All Smithsonian museums and the National Zoo will close because of rising COVID-19 cases, officials announced Thursday.

The museums and zoo will close to the public starting Monday, Nov. 23, NBC Washington reports. Officials cited rising cases in the region and across the United States.

"The Institution’s top priority is to protect the health and safety of its visitors and staff. We will use this time to reassess, monitor and explore additional risk-mitigation measures," museum officials said in a statement released Thursday afternoon.

No reopening date was announced.

Senior Pentagon Official Tests Positive After Meeting With Lithuania's Defense Minister

A senior Pentagon official tested positive for coronavirus after a meeting last week with Lithuania’s defense minister, who has also tested positive for the virus, the Defense Department said Thursday.

The U.S. official to test positive is Brig. Gen. Anthony Tata, who is performing the duties of Undersecretary of Defense for Policy, the Pentagon said. Tata, who tested positive on two successive tests, will quarantine for two weeks, the Pentagon said in a statement.

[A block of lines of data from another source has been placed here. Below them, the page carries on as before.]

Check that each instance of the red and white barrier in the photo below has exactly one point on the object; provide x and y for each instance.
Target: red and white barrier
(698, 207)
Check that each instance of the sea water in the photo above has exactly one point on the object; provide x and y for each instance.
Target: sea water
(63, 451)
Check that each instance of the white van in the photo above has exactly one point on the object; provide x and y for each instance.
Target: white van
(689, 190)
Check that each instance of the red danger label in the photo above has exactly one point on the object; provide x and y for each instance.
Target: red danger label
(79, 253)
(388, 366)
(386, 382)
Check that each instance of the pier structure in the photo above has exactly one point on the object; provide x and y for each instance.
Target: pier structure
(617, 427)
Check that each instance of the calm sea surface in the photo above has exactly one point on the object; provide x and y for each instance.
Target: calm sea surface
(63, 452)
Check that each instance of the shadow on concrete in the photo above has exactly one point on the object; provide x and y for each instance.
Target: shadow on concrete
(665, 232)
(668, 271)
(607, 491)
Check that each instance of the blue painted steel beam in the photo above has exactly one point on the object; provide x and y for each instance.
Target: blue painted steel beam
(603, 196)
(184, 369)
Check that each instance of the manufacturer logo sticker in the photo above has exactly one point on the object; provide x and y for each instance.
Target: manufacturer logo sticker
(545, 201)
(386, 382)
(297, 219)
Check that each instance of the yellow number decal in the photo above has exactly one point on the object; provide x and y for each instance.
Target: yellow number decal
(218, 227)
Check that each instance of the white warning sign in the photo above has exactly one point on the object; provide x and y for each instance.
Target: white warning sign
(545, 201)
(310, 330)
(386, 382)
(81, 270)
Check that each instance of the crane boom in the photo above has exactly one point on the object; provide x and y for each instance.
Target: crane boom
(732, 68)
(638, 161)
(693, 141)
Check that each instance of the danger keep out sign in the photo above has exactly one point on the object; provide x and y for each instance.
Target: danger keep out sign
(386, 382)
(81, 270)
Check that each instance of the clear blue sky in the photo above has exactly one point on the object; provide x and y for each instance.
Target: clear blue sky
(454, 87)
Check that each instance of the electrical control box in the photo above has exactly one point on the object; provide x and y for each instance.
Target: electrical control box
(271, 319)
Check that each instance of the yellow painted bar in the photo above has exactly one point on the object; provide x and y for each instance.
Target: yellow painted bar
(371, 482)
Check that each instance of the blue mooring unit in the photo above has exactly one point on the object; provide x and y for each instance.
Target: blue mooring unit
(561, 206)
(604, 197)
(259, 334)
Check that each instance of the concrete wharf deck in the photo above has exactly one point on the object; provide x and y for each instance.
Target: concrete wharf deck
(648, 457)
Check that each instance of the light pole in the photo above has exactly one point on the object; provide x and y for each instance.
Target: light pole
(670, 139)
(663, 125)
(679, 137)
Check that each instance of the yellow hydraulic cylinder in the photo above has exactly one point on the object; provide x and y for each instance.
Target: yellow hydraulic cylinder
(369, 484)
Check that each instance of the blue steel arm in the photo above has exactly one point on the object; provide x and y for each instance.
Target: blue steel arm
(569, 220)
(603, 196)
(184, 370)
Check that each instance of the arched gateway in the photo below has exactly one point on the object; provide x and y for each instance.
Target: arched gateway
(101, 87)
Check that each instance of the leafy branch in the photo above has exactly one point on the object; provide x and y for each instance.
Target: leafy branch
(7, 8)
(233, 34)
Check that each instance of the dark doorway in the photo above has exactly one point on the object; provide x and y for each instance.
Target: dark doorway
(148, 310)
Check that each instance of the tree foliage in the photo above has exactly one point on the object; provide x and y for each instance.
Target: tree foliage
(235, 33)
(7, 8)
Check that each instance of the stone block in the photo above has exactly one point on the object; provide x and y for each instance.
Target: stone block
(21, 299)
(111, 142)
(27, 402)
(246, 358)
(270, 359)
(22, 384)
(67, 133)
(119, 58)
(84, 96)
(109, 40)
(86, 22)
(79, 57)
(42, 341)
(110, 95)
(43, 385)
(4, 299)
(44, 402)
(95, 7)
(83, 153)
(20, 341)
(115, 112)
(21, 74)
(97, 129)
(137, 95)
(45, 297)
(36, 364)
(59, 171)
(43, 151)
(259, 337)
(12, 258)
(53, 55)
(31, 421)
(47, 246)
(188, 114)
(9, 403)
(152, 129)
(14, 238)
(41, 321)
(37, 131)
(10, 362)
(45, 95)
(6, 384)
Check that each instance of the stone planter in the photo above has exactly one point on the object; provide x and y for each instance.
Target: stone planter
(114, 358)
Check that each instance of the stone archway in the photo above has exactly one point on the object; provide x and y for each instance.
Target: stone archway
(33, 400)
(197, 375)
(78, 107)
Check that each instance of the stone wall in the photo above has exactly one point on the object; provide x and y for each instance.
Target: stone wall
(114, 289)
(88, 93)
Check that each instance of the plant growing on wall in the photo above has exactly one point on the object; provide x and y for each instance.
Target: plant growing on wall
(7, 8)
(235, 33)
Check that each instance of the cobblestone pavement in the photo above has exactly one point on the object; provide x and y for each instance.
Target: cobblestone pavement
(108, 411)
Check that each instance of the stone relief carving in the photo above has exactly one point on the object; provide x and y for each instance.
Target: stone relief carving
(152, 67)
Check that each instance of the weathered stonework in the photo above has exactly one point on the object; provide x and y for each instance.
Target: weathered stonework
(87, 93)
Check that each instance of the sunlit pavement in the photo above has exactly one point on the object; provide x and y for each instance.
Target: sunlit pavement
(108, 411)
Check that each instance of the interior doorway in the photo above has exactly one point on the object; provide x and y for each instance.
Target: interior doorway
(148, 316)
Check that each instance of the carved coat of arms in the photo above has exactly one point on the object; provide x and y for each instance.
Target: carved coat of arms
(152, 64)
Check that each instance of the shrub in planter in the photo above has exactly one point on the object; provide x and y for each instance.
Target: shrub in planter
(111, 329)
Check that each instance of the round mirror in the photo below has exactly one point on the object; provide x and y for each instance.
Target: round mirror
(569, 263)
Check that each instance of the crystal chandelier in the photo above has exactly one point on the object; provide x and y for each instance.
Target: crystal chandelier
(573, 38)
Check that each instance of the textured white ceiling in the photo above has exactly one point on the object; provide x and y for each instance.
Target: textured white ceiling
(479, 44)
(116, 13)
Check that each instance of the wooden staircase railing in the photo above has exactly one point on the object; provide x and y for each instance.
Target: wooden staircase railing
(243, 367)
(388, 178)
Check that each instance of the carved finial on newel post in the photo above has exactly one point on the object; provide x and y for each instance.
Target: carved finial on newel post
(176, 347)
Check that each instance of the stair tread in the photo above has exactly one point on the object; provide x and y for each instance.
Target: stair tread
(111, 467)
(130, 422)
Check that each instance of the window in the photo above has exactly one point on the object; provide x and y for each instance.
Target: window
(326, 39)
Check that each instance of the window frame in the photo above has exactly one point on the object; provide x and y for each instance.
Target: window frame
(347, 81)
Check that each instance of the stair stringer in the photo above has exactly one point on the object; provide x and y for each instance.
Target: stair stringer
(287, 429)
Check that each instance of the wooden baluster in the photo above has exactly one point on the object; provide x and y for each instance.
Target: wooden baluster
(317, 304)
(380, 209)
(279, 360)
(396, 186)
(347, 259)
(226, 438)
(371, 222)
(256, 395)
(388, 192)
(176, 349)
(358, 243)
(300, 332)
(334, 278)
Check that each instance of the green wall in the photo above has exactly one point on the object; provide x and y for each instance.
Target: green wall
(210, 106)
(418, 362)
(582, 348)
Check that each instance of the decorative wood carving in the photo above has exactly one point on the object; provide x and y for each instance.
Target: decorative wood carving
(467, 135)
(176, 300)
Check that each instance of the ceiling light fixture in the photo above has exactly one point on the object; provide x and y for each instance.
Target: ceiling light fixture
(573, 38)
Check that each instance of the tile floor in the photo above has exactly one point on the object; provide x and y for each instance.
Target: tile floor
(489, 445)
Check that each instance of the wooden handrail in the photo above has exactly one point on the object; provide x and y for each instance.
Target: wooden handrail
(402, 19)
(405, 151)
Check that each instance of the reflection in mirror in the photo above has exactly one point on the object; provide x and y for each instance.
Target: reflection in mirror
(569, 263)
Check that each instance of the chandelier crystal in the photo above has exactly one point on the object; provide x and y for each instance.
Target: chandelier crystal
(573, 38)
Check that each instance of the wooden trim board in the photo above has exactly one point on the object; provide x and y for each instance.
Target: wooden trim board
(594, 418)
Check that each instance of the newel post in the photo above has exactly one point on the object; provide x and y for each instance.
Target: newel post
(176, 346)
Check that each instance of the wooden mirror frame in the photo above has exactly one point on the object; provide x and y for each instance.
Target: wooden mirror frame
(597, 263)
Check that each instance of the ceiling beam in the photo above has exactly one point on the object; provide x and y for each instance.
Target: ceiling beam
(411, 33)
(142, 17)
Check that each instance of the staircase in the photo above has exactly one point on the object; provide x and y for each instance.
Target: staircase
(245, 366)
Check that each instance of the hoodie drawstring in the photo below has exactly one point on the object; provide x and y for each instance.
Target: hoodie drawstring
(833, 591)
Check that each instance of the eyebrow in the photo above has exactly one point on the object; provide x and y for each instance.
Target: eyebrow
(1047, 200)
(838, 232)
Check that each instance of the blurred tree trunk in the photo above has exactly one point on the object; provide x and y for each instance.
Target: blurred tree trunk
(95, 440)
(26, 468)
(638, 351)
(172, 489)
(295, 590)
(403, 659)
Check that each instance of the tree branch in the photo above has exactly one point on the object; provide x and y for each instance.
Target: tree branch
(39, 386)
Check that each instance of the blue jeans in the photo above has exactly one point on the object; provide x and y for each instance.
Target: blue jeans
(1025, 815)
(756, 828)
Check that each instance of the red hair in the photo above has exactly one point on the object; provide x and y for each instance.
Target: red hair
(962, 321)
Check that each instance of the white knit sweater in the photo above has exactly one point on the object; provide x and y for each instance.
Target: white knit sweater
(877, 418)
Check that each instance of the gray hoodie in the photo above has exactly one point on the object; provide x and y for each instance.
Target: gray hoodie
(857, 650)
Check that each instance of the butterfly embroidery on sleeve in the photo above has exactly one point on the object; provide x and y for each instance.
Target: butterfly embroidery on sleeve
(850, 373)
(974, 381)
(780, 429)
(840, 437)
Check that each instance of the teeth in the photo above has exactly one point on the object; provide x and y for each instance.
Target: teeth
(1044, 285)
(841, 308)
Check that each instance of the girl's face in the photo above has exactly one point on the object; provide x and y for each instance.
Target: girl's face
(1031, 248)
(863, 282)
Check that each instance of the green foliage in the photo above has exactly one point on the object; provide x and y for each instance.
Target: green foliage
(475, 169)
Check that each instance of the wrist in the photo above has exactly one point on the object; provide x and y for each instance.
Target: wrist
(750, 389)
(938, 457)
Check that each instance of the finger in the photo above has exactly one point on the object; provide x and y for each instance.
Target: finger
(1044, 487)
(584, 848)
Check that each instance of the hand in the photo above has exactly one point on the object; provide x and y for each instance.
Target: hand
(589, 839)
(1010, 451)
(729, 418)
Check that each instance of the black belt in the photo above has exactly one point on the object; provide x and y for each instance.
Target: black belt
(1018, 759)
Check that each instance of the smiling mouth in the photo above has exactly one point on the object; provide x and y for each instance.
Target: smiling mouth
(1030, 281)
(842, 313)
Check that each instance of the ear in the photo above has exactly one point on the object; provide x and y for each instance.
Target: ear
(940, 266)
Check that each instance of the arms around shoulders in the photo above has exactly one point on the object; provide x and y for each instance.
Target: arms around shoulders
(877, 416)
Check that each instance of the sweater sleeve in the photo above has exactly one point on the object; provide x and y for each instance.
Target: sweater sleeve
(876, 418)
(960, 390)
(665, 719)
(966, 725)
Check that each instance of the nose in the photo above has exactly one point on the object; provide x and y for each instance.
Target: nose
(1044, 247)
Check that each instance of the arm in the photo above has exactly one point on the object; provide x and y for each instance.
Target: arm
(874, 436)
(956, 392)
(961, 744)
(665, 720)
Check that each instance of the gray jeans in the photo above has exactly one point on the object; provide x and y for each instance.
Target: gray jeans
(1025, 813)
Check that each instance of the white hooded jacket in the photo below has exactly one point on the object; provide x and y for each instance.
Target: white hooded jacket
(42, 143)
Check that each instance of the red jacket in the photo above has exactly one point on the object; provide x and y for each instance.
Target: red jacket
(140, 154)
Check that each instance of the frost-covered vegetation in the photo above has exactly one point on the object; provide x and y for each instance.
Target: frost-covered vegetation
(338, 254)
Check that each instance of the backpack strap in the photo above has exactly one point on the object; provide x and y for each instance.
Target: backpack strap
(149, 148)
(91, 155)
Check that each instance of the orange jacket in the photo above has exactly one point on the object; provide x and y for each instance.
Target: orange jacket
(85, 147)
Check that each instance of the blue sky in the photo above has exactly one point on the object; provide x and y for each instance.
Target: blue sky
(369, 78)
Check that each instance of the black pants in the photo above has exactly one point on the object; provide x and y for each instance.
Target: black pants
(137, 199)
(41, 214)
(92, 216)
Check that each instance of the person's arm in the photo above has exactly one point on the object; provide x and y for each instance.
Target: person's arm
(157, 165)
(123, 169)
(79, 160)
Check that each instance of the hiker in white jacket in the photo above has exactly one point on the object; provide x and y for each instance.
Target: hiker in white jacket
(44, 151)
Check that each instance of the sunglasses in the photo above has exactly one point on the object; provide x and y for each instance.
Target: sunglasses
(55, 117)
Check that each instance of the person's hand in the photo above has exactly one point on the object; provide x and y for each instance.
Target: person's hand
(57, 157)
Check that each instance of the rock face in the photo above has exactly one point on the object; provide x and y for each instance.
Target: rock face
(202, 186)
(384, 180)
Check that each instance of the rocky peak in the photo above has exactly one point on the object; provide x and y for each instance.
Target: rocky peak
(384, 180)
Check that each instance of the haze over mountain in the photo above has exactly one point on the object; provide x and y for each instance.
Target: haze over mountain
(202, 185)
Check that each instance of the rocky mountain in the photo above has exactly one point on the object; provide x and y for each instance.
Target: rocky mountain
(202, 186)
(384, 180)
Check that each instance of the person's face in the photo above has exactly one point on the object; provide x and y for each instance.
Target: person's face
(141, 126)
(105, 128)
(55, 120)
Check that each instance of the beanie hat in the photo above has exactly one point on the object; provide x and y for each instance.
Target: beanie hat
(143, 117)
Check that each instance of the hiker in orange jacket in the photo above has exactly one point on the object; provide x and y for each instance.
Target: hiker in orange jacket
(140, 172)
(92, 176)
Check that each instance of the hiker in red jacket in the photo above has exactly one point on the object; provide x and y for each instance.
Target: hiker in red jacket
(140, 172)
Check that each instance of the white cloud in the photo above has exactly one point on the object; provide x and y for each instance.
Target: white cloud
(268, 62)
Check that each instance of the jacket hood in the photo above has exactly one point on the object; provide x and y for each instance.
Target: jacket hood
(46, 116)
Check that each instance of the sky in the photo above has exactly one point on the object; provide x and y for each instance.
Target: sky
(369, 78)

Other top U.S. officials who met the Lithuanian minister, Raimundas Karoblis, on Nov. 13 and Nov. 16 include Acting Secretary of Defense Chris Miller and the secretaries of the Army, Navy and Air Force, NBC News reports.

The Pentagon said it is testing department personnel who had contact with Tata and Karoblis. The statement does not say if Miller has been tested, though it says he will not self-isolate because protocols developed by the Centers for Disease Control and Prevention were followed during their bilateral meeting.

Hawaii to Require Negative COVID-19 Tests Prior to Arrival

Anyone flying to Hawaii will be required to have a negative COVID-19 test result prior to their departure for the state, with the new rule going into effect two days before Thanksgiving, Gov. David Ige announced Thursday.

Until now, passengers flying to the islands using a pre-travel testing program were permitted to arrive and then upload their negative test results to a state database, allowing them to skip two weeks of quarantine.

However, some travelers who arrived in Hawaii without their test results wound up later testing positive. That, in part, prompted the rule change, Ige said at a news conference.

The new program goes into effect Tuesday, just ahead of the holiday. The Wednesday before Thanksgiving is traditionally one of the busiest travel days of the year. The Centers for Disease Control has urged people not to travel this year because of a surge in coronavirus cases nationwide.

With the majority of 2020 spent holed up at home, 30 to 50 percent of Americans are expected to travel for this holiday season, according to travel data.

WHO Tells Doctors Not to Use Gilead's Remdesivir as a Coronavirus Treatment, Splitting With FDA

A World Health Organization panel advised doctors Thursday against using Gilead Sciences' antiviral drug remdesivir as a treatment for patients hospitalized with COVID-19, saying there is currently "no evidence" that it improves survival or shortens recovery time — standing in stark contrast to U.S. regulatory guidance on the drug.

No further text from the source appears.